Pepperidge Farm remembers!
There is already a list of instances which have pledged to not federate with Meta. The landscape is going to splinter into two networks.
I'm confused by this - there are various things Meta might want from the Fediverse (free content, more data, more people to serve ads to), but new users can't be one of them. No one from Mastodon is likeky to migrate to Meta's platform; the people who want to use Meta are already there.
Should we be surprised at this, after the whole Anti-Meta Pact thing got so much traction? Like on one hand we don’t want to federate with them, but on the other we’re unhappy when they won’t?
From a product side, I think most meta users who are looking for microblogging are happy enough with Twitter. So I think it will be tough to get a lot of initial buy-in.
In regards to the embrace, extend, extinguish concerns: I can't, off the top of my head, think of any feature adds that would outweigh fediverse peoples distaste for ads or corporate social media. I mean, are flashy ai filters enough to split the user base of a reddit-alike or twitter clones? Is anyone clamoring for vr group-chats to improve their link-sharing threaded convos.

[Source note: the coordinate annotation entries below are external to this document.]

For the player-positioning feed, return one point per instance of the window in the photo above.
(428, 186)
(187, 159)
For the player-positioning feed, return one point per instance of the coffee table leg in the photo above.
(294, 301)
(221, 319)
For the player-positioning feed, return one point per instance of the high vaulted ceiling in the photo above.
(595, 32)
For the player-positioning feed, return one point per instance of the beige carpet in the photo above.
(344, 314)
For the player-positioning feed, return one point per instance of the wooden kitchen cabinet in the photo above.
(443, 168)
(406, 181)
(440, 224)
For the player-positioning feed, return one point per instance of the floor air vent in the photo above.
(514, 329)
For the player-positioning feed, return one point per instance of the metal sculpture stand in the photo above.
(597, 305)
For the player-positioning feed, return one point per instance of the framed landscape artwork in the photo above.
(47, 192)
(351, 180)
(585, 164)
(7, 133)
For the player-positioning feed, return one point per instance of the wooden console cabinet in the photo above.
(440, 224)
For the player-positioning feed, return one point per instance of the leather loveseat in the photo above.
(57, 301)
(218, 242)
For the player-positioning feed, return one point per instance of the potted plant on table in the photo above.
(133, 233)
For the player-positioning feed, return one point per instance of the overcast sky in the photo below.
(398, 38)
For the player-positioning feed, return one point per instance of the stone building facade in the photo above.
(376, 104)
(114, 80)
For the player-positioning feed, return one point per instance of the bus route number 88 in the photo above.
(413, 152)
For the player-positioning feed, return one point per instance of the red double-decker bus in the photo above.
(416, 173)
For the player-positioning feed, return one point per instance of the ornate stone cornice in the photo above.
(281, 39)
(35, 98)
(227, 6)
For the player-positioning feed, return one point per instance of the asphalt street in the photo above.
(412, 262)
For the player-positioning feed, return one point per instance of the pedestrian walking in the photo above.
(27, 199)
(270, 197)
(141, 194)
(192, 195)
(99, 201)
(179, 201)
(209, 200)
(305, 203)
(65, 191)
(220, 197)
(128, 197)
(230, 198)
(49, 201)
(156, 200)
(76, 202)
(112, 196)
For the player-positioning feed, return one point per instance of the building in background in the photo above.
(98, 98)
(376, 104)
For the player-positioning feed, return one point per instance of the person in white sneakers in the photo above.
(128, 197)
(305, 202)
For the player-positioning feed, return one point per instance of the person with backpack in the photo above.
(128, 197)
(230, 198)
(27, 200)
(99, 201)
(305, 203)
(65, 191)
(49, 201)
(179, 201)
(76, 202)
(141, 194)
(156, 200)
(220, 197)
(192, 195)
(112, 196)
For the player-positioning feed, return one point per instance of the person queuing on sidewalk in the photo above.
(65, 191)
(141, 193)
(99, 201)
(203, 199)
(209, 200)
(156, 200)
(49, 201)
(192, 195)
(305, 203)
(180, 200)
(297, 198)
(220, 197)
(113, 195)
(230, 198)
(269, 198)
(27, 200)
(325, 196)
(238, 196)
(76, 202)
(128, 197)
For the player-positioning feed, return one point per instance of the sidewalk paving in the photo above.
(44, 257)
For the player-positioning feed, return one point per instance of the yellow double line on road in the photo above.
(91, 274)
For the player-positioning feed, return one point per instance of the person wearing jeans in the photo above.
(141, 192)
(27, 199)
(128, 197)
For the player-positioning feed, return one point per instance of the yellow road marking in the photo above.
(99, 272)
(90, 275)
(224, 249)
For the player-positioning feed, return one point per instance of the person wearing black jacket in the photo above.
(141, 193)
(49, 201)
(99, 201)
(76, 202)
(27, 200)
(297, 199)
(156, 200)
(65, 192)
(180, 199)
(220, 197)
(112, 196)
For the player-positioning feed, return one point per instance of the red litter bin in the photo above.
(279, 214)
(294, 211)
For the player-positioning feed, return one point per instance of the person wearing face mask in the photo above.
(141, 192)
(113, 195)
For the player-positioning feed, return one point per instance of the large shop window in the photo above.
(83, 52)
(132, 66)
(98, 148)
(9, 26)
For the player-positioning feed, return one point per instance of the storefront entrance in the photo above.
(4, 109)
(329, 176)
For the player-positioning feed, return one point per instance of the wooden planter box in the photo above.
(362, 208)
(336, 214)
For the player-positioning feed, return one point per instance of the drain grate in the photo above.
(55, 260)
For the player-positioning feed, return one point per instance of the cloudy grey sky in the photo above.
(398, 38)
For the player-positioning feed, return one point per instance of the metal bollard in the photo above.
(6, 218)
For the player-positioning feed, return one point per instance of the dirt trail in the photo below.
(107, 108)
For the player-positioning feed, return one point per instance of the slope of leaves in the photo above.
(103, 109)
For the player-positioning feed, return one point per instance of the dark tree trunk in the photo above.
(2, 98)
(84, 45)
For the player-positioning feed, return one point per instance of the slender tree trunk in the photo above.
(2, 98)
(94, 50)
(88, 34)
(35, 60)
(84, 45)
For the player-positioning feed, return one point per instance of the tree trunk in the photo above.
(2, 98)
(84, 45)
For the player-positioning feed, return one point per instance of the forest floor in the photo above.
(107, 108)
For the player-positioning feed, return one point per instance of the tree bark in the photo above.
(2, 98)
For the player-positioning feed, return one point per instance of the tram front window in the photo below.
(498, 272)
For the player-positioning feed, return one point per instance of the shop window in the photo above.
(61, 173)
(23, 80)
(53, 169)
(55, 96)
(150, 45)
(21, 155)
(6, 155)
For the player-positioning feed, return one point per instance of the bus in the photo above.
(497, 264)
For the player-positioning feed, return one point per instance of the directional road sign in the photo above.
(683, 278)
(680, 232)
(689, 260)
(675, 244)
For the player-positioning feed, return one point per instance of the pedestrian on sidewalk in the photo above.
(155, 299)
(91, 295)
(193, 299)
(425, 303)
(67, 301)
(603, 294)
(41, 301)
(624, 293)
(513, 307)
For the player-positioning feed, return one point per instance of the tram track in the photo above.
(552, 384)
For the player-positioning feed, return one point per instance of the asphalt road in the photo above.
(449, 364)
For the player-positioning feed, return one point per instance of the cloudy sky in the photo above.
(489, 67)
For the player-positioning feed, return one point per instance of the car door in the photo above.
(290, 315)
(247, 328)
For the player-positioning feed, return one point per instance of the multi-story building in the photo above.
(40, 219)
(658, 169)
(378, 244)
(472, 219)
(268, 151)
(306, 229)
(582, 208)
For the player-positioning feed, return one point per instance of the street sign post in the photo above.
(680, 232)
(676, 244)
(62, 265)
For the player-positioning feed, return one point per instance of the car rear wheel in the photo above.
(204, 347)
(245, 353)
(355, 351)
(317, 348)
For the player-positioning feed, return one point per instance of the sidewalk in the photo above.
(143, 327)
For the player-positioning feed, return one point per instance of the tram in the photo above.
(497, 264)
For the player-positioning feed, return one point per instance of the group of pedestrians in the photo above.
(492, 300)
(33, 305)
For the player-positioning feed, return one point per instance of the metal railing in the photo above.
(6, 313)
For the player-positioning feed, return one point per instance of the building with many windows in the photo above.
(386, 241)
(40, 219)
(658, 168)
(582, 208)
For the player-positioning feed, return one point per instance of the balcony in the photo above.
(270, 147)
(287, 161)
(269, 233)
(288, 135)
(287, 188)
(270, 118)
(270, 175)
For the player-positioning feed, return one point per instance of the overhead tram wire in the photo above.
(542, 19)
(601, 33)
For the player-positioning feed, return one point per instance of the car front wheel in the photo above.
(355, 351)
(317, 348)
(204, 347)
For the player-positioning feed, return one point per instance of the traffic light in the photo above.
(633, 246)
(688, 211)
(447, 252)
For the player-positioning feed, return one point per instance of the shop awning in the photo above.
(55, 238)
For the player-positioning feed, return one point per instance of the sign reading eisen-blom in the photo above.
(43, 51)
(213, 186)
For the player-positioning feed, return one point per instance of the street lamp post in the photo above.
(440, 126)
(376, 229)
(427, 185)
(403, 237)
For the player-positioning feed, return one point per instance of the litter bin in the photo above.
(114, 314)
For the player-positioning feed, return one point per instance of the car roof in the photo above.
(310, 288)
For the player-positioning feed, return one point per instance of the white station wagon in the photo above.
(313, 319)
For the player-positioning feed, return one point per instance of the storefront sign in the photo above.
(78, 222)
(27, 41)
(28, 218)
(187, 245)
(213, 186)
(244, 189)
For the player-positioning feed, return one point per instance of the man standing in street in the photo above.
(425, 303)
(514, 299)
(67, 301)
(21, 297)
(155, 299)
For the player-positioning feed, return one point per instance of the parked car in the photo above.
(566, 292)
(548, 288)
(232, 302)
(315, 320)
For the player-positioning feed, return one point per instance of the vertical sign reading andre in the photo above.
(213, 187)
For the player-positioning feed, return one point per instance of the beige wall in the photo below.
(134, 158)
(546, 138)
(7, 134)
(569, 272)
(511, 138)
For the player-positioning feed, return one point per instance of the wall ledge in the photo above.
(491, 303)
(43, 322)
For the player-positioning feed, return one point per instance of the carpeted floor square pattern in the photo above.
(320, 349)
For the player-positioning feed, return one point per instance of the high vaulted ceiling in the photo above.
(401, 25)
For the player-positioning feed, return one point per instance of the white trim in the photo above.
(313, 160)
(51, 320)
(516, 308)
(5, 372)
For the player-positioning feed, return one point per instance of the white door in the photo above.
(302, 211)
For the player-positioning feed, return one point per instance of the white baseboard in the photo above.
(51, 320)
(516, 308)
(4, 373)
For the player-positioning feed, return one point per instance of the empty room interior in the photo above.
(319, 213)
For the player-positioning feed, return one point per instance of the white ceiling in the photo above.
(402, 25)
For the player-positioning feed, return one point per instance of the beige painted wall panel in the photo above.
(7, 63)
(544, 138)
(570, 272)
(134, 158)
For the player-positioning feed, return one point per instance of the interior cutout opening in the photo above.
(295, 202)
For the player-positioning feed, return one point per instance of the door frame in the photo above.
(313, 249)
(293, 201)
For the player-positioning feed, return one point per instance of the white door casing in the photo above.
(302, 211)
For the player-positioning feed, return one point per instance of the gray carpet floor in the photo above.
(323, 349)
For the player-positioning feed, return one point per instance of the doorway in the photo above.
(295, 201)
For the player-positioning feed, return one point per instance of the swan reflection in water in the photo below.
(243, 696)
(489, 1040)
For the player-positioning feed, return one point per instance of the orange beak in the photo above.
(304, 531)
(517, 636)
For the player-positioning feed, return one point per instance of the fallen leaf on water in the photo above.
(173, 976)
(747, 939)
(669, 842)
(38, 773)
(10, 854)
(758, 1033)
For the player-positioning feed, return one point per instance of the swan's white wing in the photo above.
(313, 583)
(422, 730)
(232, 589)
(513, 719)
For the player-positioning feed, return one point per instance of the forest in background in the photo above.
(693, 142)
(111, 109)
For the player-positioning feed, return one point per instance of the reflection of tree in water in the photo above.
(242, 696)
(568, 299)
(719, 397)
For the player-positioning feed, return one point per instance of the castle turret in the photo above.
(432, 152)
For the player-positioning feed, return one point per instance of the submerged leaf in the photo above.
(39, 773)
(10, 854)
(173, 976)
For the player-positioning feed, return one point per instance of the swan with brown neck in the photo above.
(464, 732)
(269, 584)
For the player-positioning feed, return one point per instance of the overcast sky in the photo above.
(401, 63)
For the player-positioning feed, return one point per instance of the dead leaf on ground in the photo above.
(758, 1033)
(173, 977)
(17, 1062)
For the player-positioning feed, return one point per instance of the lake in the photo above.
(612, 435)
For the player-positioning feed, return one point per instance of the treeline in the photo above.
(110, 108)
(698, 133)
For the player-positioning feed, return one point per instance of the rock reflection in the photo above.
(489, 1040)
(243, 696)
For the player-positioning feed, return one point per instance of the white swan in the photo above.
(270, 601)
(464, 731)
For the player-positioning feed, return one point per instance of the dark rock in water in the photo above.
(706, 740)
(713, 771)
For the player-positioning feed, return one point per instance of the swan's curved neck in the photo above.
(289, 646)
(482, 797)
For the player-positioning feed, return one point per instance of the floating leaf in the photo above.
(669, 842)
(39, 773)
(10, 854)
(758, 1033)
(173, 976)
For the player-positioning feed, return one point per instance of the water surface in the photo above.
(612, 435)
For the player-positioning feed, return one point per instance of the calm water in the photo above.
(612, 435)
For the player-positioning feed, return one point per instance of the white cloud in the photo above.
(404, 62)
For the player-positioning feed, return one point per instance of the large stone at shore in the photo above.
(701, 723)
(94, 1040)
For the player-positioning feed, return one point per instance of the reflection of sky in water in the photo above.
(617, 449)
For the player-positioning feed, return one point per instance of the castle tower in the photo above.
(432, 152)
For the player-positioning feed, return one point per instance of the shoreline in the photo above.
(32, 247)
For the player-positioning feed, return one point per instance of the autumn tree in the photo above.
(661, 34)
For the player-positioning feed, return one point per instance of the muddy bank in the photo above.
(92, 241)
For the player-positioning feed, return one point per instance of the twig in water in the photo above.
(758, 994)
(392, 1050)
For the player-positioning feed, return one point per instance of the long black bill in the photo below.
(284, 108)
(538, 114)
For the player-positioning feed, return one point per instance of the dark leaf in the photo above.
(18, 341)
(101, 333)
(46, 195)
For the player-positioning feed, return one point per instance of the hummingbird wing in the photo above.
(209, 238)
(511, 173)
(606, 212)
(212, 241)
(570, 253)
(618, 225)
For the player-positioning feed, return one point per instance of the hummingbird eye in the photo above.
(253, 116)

I'm not saying there's nothing to worry about, but I think the feature-poor nature of these types of services (that really aren't significantly different than old bbses) insulates at least those corners of the fediverse to some extent.
Plus, feature-creep is something people usually hate, or are uninterested in with big social media before this all started to pop off? Remember Foursquare check-ins, deals, credits, crypto, live audio...
Is this like when they let AOL onto Usenet
I thought defederation is what people on Mastodon wanted?